Orange County Register Settles Suit Brought By Carriers for $42M


The Orange County Register agreed today to shell out $42 million to settle a class-action lawsuit by newspaper carriers that was hailed as "the first of its kind in the United States" by the delivery workers' Santa Ana-based law firm.

Daniel J. Callahan of Callahan & Blaine, which represented carriers along with Timothy Cohelan of San Diego's Cohelan & Khoury, broke down settlement as follows in an email sent to the Weekly that announced the settlement: the Reg will pay $36 million in past damages and attorneys' fees and an estimated $6 million worth of benefits going forward to existing and future carriers.

The Register posted a settlement story on its website that included this statement from Scott Flanders, president and chef executive officer of the Register's parent company, Freedom Communications: "I am pleased that the five-year protracted litigation has been resolved through a settlement that is fair to both sides. With this resolution, we bring certainty and finality to this issue, and we can move forward to address other challenges and to strengthen our business." The suit was first brought against the Santa Ana-based daily five years ago. About 5,000 present and former carriers who delivered papers between July 7, 2003, through August 22, 2008, will receive notices of the settlement, according to Callahan & Blaine.
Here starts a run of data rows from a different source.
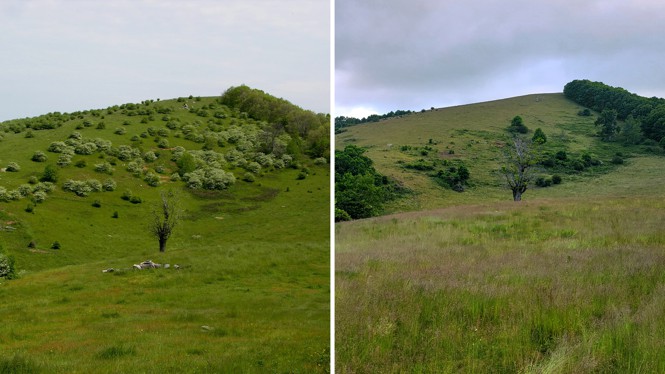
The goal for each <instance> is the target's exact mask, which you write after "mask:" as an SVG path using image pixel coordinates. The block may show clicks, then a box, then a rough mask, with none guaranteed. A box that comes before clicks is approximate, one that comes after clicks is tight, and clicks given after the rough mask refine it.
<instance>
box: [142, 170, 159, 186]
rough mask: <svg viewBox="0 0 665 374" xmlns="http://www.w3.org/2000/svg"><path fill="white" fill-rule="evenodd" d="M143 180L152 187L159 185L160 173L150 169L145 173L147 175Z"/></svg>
mask: <svg viewBox="0 0 665 374" xmlns="http://www.w3.org/2000/svg"><path fill="white" fill-rule="evenodd" d="M143 180H144V181H145V182H146V183H147V184H148V185H149V186H152V187H157V186H159V175H157V174H155V173H153V172H151V171H149V172H147V173H146V174H145V177H143Z"/></svg>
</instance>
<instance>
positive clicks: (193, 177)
mask: <svg viewBox="0 0 665 374" xmlns="http://www.w3.org/2000/svg"><path fill="white" fill-rule="evenodd" d="M183 180H185V181H186V182H187V187H189V188H192V189H205V190H223V189H226V188H227V187H229V186H230V185H232V184H234V183H235V182H236V178H235V176H234V175H233V173H229V172H226V171H224V170H222V169H217V168H212V167H204V168H201V169H197V170H195V171H193V172H191V173H186V174H185V175H184V176H183Z"/></svg>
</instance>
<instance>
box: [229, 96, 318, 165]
mask: <svg viewBox="0 0 665 374" xmlns="http://www.w3.org/2000/svg"><path fill="white" fill-rule="evenodd" d="M220 102H221V104H223V105H226V106H228V107H231V108H237V109H238V110H240V111H241V112H245V113H247V115H248V116H249V117H250V118H253V119H255V120H257V121H262V122H265V126H264V129H263V130H264V135H265V136H266V137H267V139H265V140H266V141H265V142H264V144H267V145H268V146H269V145H271V144H272V143H273V142H274V141H276V140H277V139H279V137H280V136H281V135H282V134H288V135H289V136H290V141H289V144H288V147H289V151H290V152H289V153H293V154H301V153H305V154H307V155H308V156H310V157H312V158H317V157H325V158H329V157H330V115H329V114H323V113H318V114H317V113H314V112H312V111H309V110H305V109H302V108H300V107H298V106H296V105H294V104H292V103H290V102H289V101H287V100H284V99H281V98H277V97H274V96H272V95H269V94H267V93H265V92H263V91H261V90H259V89H254V88H250V87H248V86H245V85H241V86H238V87H231V88H229V89H228V90H226V91H225V92H224V94H222V97H221V99H220Z"/></svg>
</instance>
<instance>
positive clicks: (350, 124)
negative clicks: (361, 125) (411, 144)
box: [335, 110, 414, 133]
mask: <svg viewBox="0 0 665 374" xmlns="http://www.w3.org/2000/svg"><path fill="white" fill-rule="evenodd" d="M411 113H414V112H413V111H411V110H394V111H391V112H389V113H386V114H370V115H369V116H367V117H364V118H355V117H346V116H338V117H335V133H340V132H343V130H342V129H344V128H346V127H351V126H355V125H359V124H361V123H370V122H379V121H380V120H382V119H387V118H392V117H399V116H404V115H407V114H411Z"/></svg>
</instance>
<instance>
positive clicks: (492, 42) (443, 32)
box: [335, 0, 665, 111]
mask: <svg viewBox="0 0 665 374" xmlns="http://www.w3.org/2000/svg"><path fill="white" fill-rule="evenodd" d="M664 11H665V5H663V4H660V3H658V2H655V1H638V2H630V3H625V2H621V1H590V2H575V1H572V0H568V1H552V2H533V1H521V0H510V1H480V0H470V1H465V2H452V1H444V2H431V1H424V0H416V1H411V2H404V1H387V2H382V3H381V5H379V4H378V3H377V2H375V1H369V0H363V1H349V0H337V1H336V13H337V20H336V74H337V75H339V76H341V77H342V79H336V99H335V100H336V103H337V105H339V106H340V107H343V108H350V107H353V106H365V107H374V108H377V109H379V110H382V111H390V110H393V109H420V108H423V107H429V106H431V105H447V104H451V105H452V104H460V103H464V102H474V101H480V100H489V99H495V98H503V97H507V96H509V95H519V94H526V93H534V92H542V90H545V91H549V92H556V91H561V90H562V89H563V85H564V84H565V83H567V81H570V80H572V79H577V78H589V79H595V80H601V81H604V82H606V83H608V84H612V85H623V86H624V87H625V88H627V89H629V90H632V91H637V92H638V93H640V92H650V93H652V92H661V95H662V94H664V93H665V86H664V84H665V74H663V73H661V72H660V70H661V69H659V68H658V63H657V62H658V61H662V58H663V57H665V56H663V54H664V53H663V52H662V51H665V48H664V47H665V40H661V37H660V36H661V35H662V34H663V31H665V26H663V25H665V22H663V21H665V19H663V18H665V12H664Z"/></svg>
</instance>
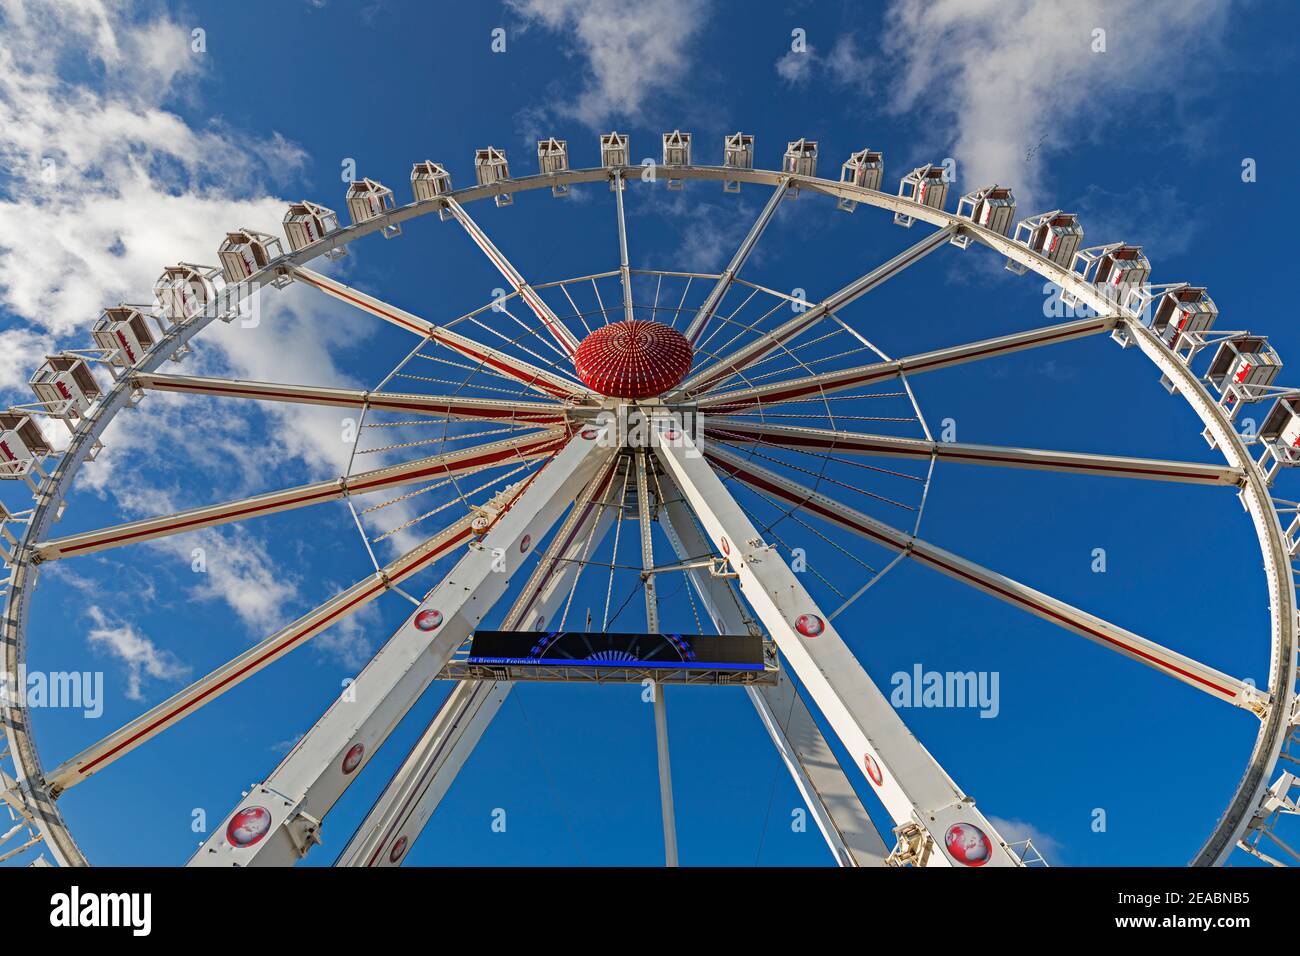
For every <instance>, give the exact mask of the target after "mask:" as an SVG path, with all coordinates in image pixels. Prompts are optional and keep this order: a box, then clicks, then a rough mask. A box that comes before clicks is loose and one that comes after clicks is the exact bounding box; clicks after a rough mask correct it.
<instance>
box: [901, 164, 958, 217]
mask: <svg viewBox="0 0 1300 956" xmlns="http://www.w3.org/2000/svg"><path fill="white" fill-rule="evenodd" d="M898 198H900V199H909V200H911V202H914V203H917V204H918V206H928V207H930V208H932V209H943V208H944V204H945V203H946V202H948V170H946V169H944V168H943V166H936V165H933V164H932V163H927V164H926V165H923V166H917V168H915V169H913V170H911V172H910V173H907V174H906V176H905V177H902V178H901V179H900V181H898ZM911 224H913V217H911V216H909V215H907V213H905V212H896V213H894V225H900V226H905V228H911Z"/></svg>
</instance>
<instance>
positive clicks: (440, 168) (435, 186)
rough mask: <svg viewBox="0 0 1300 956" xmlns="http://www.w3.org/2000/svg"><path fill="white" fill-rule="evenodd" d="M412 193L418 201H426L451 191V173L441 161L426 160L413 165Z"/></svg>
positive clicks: (412, 174)
mask: <svg viewBox="0 0 1300 956" xmlns="http://www.w3.org/2000/svg"><path fill="white" fill-rule="evenodd" d="M411 193H412V195H415V200H416V202H417V203H426V202H429V200H433V199H437V198H438V196H445V195H447V194H448V193H451V173H448V172H447V170H446V169H445V168H443V165H442V164H441V163H434V161H433V160H425V161H424V163H416V164H415V165H413V166H411Z"/></svg>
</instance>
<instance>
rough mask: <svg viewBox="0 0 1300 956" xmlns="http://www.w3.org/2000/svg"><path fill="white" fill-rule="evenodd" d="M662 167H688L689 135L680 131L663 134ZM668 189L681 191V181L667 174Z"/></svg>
mask: <svg viewBox="0 0 1300 956" xmlns="http://www.w3.org/2000/svg"><path fill="white" fill-rule="evenodd" d="M663 165H664V166H669V168H671V166H689V165H690V134H689V133H682V131H681V130H673V131H672V133H664V134H663ZM668 189H681V179H675V178H672V174H671V173H669V174H668Z"/></svg>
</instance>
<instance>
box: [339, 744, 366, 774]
mask: <svg viewBox="0 0 1300 956" xmlns="http://www.w3.org/2000/svg"><path fill="white" fill-rule="evenodd" d="M364 756H365V745H364V744H352V749H350V750H348V752H347V753H346V754H343V773H344V774H350V773H352V771H354V770H356V769H357V767H359V766H360V765H361V757H364Z"/></svg>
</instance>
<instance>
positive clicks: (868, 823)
mask: <svg viewBox="0 0 1300 956" xmlns="http://www.w3.org/2000/svg"><path fill="white" fill-rule="evenodd" d="M664 480H666V481H667V477H666V479H664ZM659 514H660V524H662V525H663V529H664V532H666V533H667V535H668V540H669V541H671V542H672V546H673V550H675V551H676V553H677V557H679V559H681V561H689V559H693V558H699V557H702V555H705V554H710V553H712V550H714V549H712V548H711V546H710V545H708V542H707V541H706V540H705V536H703V535H701V533H699V528H697V527H695V522H694V519H693V518H692V516H690V511H689V509H688V507H686V505H685V502H680V501H672V502H667V503H664V506H663V509H662V510H660V512H659ZM689 575H690V580H692V583H693V584H694V587H695V593H698V594H699V598H701V602H702V604H703V606H705V611H706V613H707V614H708V618H710V619H711V620H712V623H714V627H715V628H716V630H718V633H748V632H749V631H750V627H754V628H758V623H757V622H754V620H751V619H750V618H749V617H748V613H746V611H745V609H744V606H742V605H741V604H740V600H738V598H737V597H736V592H735V591H732V587H731V584H729V583H728V580H727V579H725V578H715V576H714V575H711V574H708V570H707V568H699V567H697V568H692V570H690V571H689ZM745 691H746V693H748V695H749V698H750V701H753V704H754V709H755V710H758V715H759V719H761V721H762V722H763V727H766V728H767V732H768V734H770V735H771V737H772V743H774V744H775V745H776V750H777V753H779V754H780V756H781V760H783V762H784V763H785V767H787V770H789V773H790V777H792V779H793V780H794V786H796V787H797V788H798V791H800V795H801V796H802V797H803V803H805V805H806V806H807V808H809V813H810V814H813V819H814V822H815V823H816V826H818V830H820V831H822V836H823V838H824V839H826V842H827V845H828V847H829V848H831V853H832V855H833V856H835V861H836V862H837V864H839V865H840V866H883V865H884V861H885V857H887V856H888V853H889V849H888V847H885V843H884V840H883V839H880V834H879V831H878V830H876V827H875V825H874V823H872V822H871V817H870V816H868V814H867V810H866V808H865V806H863V805H862V801H861V800H859V799H858V795H857V792H855V791H854V790H853V784H852V783H850V782H849V778H848V775H846V774H845V773H844V769H842V767H840V763H839V761H837V760H836V758H835V753H833V752H832V750H831V747H829V744H827V741H826V737H824V736H822V731H820V730H819V728H818V726H816V721H814V719H813V714H811V711H809V709H807V705H806V704H805V702H803V698H802V697H800V695H798V692H797V691H796V689H794V684H793V683H792V682H790V680H789V679H788V678H787V676H785V674H784V672H783V674H781V678H780V682H779V683H777V684H776V685H775V687H772V685H762V687H758V688H754V687H746V688H745Z"/></svg>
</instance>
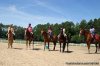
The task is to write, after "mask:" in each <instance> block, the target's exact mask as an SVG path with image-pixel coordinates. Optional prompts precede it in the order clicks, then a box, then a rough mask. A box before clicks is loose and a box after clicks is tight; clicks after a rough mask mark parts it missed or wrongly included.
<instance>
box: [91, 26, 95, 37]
mask: <svg viewBox="0 0 100 66" xmlns="http://www.w3.org/2000/svg"><path fill="white" fill-rule="evenodd" d="M90 33H91V36H92V38H93V39H95V28H94V26H93V25H91V27H90Z"/></svg>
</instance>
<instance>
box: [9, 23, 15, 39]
mask: <svg viewBox="0 0 100 66" xmlns="http://www.w3.org/2000/svg"><path fill="white" fill-rule="evenodd" d="M9 31H11V32H12V33H13V38H14V40H15V32H14V28H13V24H11V25H10V26H9V27H8V32H7V34H8V33H9ZM8 37H9V35H8Z"/></svg>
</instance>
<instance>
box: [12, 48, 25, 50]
mask: <svg viewBox="0 0 100 66" xmlns="http://www.w3.org/2000/svg"><path fill="white" fill-rule="evenodd" d="M13 49H18V50H22V49H23V48H13Z"/></svg>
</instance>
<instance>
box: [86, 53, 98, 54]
mask: <svg viewBox="0 0 100 66" xmlns="http://www.w3.org/2000/svg"><path fill="white" fill-rule="evenodd" d="M85 54H100V53H85Z"/></svg>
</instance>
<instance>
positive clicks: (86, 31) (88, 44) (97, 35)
mask: <svg viewBox="0 0 100 66" xmlns="http://www.w3.org/2000/svg"><path fill="white" fill-rule="evenodd" d="M80 35H84V36H85V38H86V43H87V47H88V53H90V44H91V43H92V42H93V41H92V39H93V38H92V35H91V33H90V31H89V30H86V29H82V28H81V29H80ZM94 40H95V41H94V43H95V47H96V51H95V53H97V47H98V45H99V48H100V35H98V34H96V35H95V39H94Z"/></svg>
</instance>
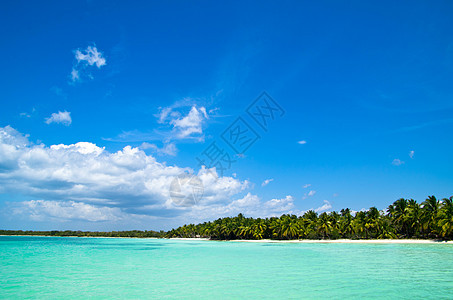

Many newspapers treat their delivery people like independent contractors rather than employees, but because the Register "controls the manner and means employed by the carriers to deliver the newspaper," plaintiff lawyers argued their clients were essentially employees.

"In the Register's case, the Register gave detailed routes for the carriers to follow, instructions for delivery, and penalties for non-compliance," the Callahan & Blaine statement noted. "The Register also trained and supervised the carriers in the performance of their duties." It goes on to quote Callahan as saying, "These are the hallmarks of an employment relationship and The Register engaged in this practice in an apparent attempt to avoid providing benefits otherwise required by California law."

The smoking gun was apparently evidence presented that showed the Register controlled every aspect of delivery at its eight Orange County warehouses, evidence the Register's own managers corroborated, according to the statement.

The court still must grant final approval to the settlement, but that is a formality. Freedom shareholders must also give their consent to cutting a $42 million check amid horrible economic times in the fish wrap biz.

But Callahan is showing no mercy. His firm's statement includes a warning that he will next go after other newspapers with similar delivery systems "and are in direct and knowing violation of the California Labor Code."

Start breaking out those wallets, boys!

To get what's coming to them from the Register, "carriers will have to submit individual applications for the money, which represents a settlement of their claims that they were due overtime, mileage and additional compensation," their story says.

It goes on to report carriers will remain independent contractors and that the Register denies any wrongdoing. It also spun the settlement as a financial victory, since the plaintiffs' suit demanded $88 million.

Using that logic, our headline should have read "Orange County Register Settles Suit Brought By Carriers, Saves $46M."